Pharm Core 34 - Quality Management Documentation


The Basics

This standard sets forth a number of requirements for written documentation of elements of the quality management program.  That documentation must address:

  • evidence that your organization monitors its own compliance with URAC standards on an ongoing basis
  • the objectives of the quality management program and methodologies involved in monitoring and evaluating quality activities
  • your organization's key indicators of performance, along with how the organization tracks and trends its performance on those key indicators as they relate to consumer or client services
  • how the organization implements corrective action plans
  • how the organization communicates its quality efforts to members of its staff
  • how the organization reports its quality activities to the quality management committee
  • In most organizations, these documentation requirements are outlined in the Quality Management Program Description (or a group of policies and procedures that are the equivalent of a Program Description), so make sure that you have reviewed that document. 

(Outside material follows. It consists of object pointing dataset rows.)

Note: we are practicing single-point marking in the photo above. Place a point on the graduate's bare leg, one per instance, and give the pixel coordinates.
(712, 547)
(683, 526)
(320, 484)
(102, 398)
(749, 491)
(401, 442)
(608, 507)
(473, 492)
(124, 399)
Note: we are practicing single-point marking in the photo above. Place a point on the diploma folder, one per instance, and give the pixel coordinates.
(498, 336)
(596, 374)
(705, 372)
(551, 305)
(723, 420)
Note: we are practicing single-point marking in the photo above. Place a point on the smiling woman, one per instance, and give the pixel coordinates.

The requirement to track and trend key performance indicators is very similar to the requirements described in the next several standards for quality improvement projects.  You should identify areas of performance that are important to the quality of your service to consumers or clients, establish your current level of performance in each of those indicators, establish performance requirements, and periodically measure your performance against those requirements.  In those cases where your organization's performance slips below your performance standard, you need to clearly document your corrective action plan, being very specific about what interventions you are implementing in order to raise your performance back to the performance standard.

Management Tips

Note that this standard is named "quality management documentation."  The emphasis here is not merely on the establishment of key performance indicators and a mechanism for making sure your organization meets those standards, but also that you clearly document every phase of that process.  Therefore, your quality management program description should clearly describe both the process of performance evaluation and the process of documenting your implementation of your performance evaluation process.

It is telling that, in the next version of the standards, URAC more clearly articulates how this should be documented.  In the new version, tracking and trending of key performance indicators looks very much like the quality improvement projects required by the subsequent standards.  Therefore, we are now recommending that you use the standardized quality improvement project description form that URAC provides for the submission of quality improvement projects.  About the only difference between this new vision of tracking and trending performance and quality improvement projects is that quality improvement projects must be designed to improve performance, while key indicator tracking and trending can have the maintenance of existing performance levels as an objective.

URAC Accreditation Tips

Two elements of the standard are mandatory: the element requiring ongoing monitoring for compliance with accreditation standards and the element requiring that you document your objectives and approaches for monitoring and evaluating your quality activities.  The rest of the elements are weighted either three or two.

For purposes of the desktop review, you will need to submit your program description and plan or equivalent policies and procedures describing how you document the various components of your quality program.  In addition, you should submit a couple of sample summary reports that describe your tracking and trending activities.  Finally, you should also submit a sample of a corrective action plan describing how you have responded when you learned of sub-par performance on a key indicator.

In addition to interviews of your quality management leadership team, your on-site review will involve examination of reports of your tracking and trending activities, examples of how you've communicated your quality activities to members of your staff, and minutes of quality management committee meetings in which the committee examined performance reports.